Objective High aortic stiffness may reduce myocardial perfusion pressure and contribute to development of myocardial ischaemia. Whether high aortic stiffness is associated with myocardial ischaemia in patients with stable angina and non-obstructive coronary artery disease (CAD) is less explored.
Methods Aortic stiffness was assessed as carotid-femoral pulse wave velocity (PWV) by applanation tonometry in 125 patients (62±8 years, 58% women) with stable angina and non-obstructive CAD participating in the Myocardial Ischemia in Non-obstructive CAD project. PWV in the highest tertile (>8.7 m/s) was taken as higher aortic stiffness. Stress-induced myocardial ischaemia was detected as delayed myocardial contrast replenishment during stress echocardiography, and the number of left ventricular (LV) segments with delayed contrast replenishment as the extent of ischaemia.

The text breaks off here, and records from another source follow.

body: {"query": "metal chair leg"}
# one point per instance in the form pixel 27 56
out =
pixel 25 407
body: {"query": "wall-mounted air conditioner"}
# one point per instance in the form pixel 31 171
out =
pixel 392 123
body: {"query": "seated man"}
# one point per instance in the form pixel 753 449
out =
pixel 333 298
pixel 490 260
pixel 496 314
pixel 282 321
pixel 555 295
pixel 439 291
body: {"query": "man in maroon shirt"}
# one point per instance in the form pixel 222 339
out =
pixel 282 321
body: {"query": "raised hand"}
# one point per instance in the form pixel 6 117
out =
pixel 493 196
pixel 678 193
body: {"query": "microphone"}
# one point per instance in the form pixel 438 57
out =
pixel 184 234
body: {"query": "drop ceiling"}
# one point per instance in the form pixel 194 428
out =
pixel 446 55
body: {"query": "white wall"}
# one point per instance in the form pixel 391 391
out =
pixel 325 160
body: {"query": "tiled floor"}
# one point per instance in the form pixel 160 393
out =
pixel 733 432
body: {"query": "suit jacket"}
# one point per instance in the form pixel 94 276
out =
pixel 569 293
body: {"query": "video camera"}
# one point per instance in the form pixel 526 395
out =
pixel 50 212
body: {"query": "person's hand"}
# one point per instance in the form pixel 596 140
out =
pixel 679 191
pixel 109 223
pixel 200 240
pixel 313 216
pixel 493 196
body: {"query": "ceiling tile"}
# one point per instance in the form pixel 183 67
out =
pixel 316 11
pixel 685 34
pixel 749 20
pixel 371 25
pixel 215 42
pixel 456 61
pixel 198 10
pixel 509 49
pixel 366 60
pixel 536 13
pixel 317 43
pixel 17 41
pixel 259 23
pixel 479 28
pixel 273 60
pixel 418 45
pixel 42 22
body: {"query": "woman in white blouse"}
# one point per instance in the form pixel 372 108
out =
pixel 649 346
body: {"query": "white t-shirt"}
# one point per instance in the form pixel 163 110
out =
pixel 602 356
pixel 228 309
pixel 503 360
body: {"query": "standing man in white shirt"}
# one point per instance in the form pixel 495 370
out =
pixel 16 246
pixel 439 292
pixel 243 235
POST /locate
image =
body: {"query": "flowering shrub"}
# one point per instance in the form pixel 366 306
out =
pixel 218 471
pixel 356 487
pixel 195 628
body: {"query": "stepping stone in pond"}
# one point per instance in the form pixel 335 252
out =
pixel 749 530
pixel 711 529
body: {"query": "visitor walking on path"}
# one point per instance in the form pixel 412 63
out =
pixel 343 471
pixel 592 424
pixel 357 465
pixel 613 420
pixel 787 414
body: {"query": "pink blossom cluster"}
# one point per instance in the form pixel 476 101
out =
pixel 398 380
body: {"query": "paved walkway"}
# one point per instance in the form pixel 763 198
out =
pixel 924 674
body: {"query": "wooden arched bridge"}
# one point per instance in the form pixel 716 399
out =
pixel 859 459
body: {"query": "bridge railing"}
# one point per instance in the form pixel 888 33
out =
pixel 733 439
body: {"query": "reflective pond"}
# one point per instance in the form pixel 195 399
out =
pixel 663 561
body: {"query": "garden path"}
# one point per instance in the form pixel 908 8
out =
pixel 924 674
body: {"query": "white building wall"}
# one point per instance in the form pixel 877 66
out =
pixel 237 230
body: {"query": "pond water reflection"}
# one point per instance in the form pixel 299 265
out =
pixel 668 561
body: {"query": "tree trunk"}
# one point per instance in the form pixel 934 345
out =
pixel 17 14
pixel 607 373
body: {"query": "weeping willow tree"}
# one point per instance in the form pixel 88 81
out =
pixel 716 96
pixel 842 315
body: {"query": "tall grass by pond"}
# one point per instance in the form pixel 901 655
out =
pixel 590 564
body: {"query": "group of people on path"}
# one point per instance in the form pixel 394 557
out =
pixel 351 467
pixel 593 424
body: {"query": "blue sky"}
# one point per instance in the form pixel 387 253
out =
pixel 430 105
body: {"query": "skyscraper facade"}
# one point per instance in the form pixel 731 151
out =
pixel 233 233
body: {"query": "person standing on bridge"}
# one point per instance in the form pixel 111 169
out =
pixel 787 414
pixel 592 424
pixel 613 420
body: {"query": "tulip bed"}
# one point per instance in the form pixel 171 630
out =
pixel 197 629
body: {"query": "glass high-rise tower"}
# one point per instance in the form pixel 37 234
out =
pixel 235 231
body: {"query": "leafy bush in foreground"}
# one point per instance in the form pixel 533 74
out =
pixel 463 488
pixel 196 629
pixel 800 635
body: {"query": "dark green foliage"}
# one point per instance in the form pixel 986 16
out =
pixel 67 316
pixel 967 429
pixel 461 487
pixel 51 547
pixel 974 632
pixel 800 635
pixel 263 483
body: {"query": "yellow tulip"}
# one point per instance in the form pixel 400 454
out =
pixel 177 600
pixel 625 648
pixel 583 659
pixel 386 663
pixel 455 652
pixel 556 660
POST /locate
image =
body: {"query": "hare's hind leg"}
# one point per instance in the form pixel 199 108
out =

Results Patients with higher aortic stiffness were older with higher LV mass index and lower prevalence of obesity (all p<0.05), while angina symptoms, sex, prevalence of hypertension, diabetes, smoking or LV ejection fraction did not differ between groups. Stress-induced myocardial ischaemia was more common (73% vs 42%, p=0.001) and the extent of ischaemia was larger (4±3 vs 2±3 LV segments, p=0.005) in patients with higher aortic stiffness. In multivariable logistic regression analysis, higher aortic stiffness was associated with stress-induced myocardial ischaemia independent of other known covariables (OR 4.74 (95% CI 1.51 to 14.93), p=0.008).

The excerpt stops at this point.